The goal is to eliminate waste and this can come inn many forms, for example multiple forms asking for the same information, forms sitting in inboxes for a long-time, actual work time being minimal, customers waiting a long time, inaccurate information

Many detps want quick fix, ask IT to write or implement a system but don't review the processes. IT can be used to prioritise, this particular University will not start a project unless its been through the LEAN process. only do projects that have been through LEAN.

A key tool is value stream mapping, basically a diagram of the process with metrics, timelines etc. You can also use other tools to get information such as asking "why?" 5 times in different ways.

In this University they trained a number of facilitators then paired them up to work on 10 projects. First task was to identify goals. Different goals would have different ways of approaching the project eg reducing cost might be different to improving accuracy.

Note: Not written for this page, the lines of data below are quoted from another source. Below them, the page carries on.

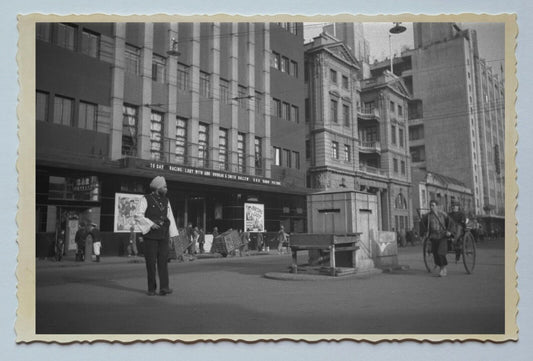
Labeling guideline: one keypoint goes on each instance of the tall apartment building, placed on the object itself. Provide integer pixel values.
(357, 130)
(456, 124)
(214, 107)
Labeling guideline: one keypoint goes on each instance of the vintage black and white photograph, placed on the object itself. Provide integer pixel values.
(297, 179)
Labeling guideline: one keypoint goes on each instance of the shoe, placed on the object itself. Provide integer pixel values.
(165, 292)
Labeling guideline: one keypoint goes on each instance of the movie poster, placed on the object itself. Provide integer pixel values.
(254, 217)
(126, 206)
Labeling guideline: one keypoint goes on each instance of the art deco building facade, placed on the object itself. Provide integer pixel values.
(357, 130)
(214, 107)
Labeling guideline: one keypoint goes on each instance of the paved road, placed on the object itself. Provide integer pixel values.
(231, 296)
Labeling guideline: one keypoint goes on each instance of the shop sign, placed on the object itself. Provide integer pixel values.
(254, 217)
(179, 169)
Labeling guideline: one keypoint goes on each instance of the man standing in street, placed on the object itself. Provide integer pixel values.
(97, 240)
(156, 221)
(438, 226)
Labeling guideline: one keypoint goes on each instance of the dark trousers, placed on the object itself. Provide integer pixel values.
(439, 248)
(156, 254)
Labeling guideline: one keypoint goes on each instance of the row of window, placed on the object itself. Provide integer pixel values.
(286, 157)
(63, 111)
(284, 64)
(284, 110)
(70, 37)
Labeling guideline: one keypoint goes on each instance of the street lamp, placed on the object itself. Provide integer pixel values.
(396, 29)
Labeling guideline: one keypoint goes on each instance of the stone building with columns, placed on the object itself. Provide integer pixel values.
(356, 135)
(216, 108)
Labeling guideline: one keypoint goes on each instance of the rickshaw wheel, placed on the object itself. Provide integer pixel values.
(429, 261)
(469, 252)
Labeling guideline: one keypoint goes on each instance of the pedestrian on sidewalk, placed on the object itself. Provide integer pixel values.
(132, 245)
(438, 228)
(94, 232)
(157, 224)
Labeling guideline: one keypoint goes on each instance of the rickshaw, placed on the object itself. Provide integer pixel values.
(464, 248)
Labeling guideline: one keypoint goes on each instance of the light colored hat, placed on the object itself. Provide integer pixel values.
(158, 182)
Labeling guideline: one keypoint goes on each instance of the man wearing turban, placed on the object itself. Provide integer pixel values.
(157, 224)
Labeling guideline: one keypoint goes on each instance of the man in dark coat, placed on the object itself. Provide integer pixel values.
(438, 227)
(158, 226)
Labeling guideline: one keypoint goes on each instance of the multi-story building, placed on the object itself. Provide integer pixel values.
(456, 117)
(214, 107)
(357, 130)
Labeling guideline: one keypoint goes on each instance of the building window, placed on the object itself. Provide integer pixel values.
(243, 94)
(132, 57)
(346, 115)
(258, 102)
(87, 116)
(65, 36)
(284, 64)
(224, 91)
(276, 60)
(287, 156)
(205, 84)
(416, 132)
(203, 136)
(345, 83)
(296, 159)
(286, 111)
(276, 107)
(347, 153)
(156, 136)
(129, 130)
(181, 140)
(41, 106)
(90, 44)
(294, 69)
(295, 114)
(333, 76)
(258, 155)
(418, 154)
(277, 156)
(158, 68)
(335, 150)
(223, 149)
(43, 31)
(63, 110)
(334, 107)
(241, 152)
(183, 77)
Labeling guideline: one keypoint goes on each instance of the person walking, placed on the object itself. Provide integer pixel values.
(438, 228)
(97, 240)
(157, 224)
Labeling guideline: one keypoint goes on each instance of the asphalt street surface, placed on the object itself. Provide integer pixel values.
(232, 296)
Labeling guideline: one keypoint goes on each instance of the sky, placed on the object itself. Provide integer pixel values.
(490, 39)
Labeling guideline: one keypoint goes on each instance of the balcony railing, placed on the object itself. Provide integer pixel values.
(372, 170)
(371, 146)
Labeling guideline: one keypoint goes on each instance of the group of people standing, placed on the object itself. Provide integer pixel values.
(85, 235)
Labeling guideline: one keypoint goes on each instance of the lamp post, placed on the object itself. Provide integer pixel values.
(396, 29)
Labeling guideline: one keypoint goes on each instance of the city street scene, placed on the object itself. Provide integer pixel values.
(270, 178)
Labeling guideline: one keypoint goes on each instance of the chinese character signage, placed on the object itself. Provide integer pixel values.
(126, 206)
(254, 217)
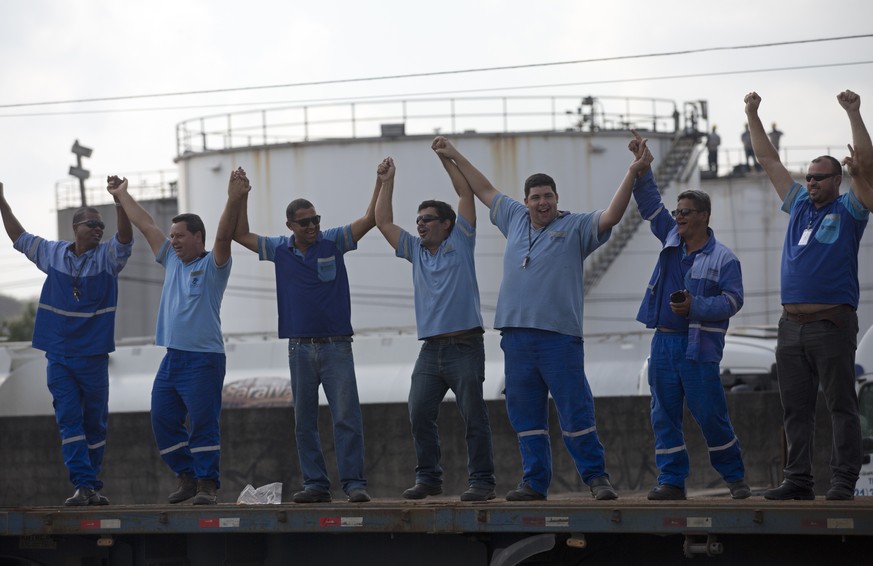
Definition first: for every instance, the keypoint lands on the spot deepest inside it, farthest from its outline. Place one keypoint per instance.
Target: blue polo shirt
(80, 324)
(188, 317)
(312, 289)
(824, 269)
(445, 287)
(548, 293)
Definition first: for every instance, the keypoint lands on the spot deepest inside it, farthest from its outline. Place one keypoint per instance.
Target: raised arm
(241, 234)
(765, 153)
(466, 202)
(136, 213)
(479, 184)
(384, 206)
(861, 158)
(237, 188)
(861, 187)
(366, 222)
(642, 161)
(13, 227)
(125, 230)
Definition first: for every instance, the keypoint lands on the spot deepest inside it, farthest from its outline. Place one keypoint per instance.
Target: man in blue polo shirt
(818, 330)
(75, 326)
(449, 321)
(191, 375)
(539, 312)
(312, 292)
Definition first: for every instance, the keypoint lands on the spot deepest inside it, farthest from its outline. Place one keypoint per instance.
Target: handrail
(427, 116)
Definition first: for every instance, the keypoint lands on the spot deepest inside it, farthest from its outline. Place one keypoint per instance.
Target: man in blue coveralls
(539, 312)
(191, 375)
(818, 330)
(697, 285)
(315, 315)
(75, 326)
(449, 322)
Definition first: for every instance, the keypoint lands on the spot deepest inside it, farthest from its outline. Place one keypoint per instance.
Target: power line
(393, 97)
(438, 73)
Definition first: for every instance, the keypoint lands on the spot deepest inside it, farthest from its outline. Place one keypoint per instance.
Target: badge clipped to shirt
(804, 238)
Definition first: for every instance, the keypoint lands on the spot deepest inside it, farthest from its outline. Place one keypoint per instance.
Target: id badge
(804, 238)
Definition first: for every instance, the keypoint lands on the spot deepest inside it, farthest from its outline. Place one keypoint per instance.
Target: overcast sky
(56, 51)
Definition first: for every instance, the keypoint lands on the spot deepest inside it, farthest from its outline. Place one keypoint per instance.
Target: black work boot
(207, 493)
(83, 496)
(186, 490)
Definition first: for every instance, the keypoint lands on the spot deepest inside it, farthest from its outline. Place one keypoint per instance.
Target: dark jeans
(808, 355)
(457, 364)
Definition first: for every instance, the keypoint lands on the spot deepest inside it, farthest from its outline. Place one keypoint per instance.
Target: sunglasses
(683, 212)
(820, 176)
(91, 224)
(304, 222)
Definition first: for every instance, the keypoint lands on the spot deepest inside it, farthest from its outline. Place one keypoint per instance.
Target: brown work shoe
(207, 493)
(186, 490)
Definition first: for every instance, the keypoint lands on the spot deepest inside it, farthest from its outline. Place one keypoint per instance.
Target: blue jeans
(539, 362)
(331, 366)
(457, 364)
(674, 381)
(188, 385)
(810, 355)
(80, 392)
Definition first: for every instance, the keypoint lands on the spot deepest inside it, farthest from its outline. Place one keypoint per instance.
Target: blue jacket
(715, 280)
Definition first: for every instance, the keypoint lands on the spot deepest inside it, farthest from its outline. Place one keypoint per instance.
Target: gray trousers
(809, 355)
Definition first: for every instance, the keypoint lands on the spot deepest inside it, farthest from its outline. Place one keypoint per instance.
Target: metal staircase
(683, 151)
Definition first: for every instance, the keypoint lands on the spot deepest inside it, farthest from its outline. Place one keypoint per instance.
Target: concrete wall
(258, 447)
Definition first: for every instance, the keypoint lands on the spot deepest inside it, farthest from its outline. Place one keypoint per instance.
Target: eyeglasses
(304, 222)
(820, 176)
(91, 224)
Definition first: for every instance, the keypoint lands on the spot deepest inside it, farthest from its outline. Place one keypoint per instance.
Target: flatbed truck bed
(441, 530)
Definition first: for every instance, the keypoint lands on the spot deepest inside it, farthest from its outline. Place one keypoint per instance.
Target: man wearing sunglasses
(75, 326)
(818, 329)
(697, 285)
(539, 313)
(315, 315)
(189, 380)
(449, 322)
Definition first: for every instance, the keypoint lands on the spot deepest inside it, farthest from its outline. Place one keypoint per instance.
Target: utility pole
(77, 170)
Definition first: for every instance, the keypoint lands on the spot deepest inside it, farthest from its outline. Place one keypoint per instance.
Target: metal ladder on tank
(683, 150)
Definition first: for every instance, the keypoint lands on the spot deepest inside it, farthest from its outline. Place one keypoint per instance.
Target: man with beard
(449, 322)
(697, 285)
(75, 326)
(191, 375)
(539, 313)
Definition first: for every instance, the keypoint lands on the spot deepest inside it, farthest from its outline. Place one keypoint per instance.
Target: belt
(455, 338)
(320, 339)
(825, 314)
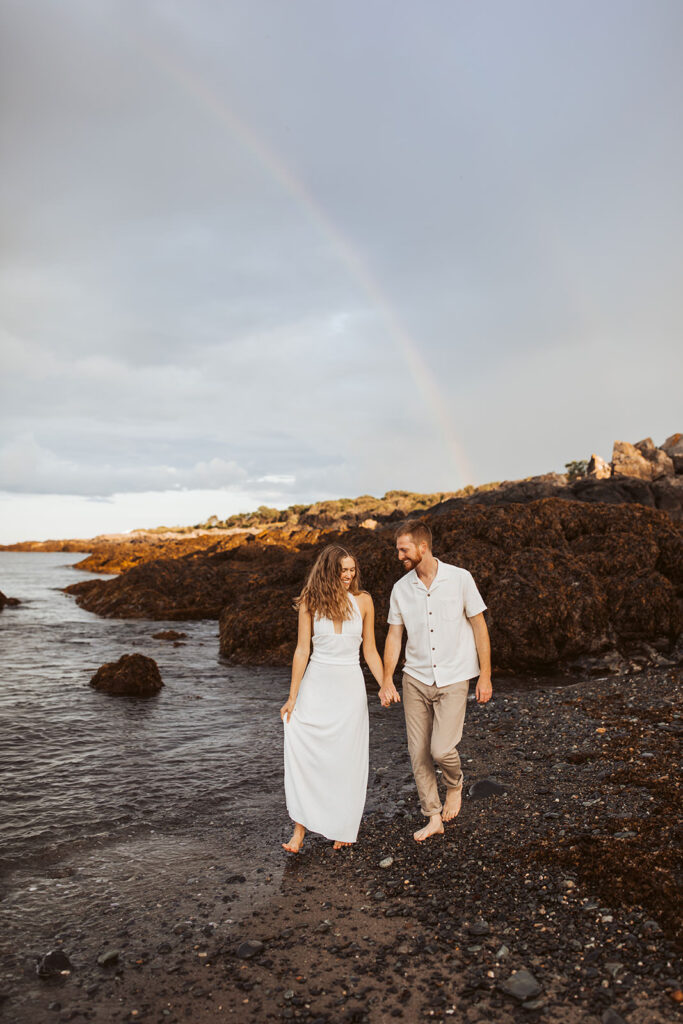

Value stream map of current process and desired should take two days only. Metrics need to be included timeline underneath and identify where a process is so complex that it needs its own map.

Identify sacred cows, and parking lot items - things that might touch the project but not driving main project, need to be parked and not used as distraction.

Then make a list of actions to get to desired state and allocate tasks. Then becomes like a project.

People have to be neutral. If people are heavily involved in process, have to be balanced by people who aren't.
Time, can be done in 2 days.

As you're doing LEAN document the process your working on. Chances are no one has done it before.

A LEAN initiative is a good way to embed things in the process like equality and diversity, data protection, carbon reduction.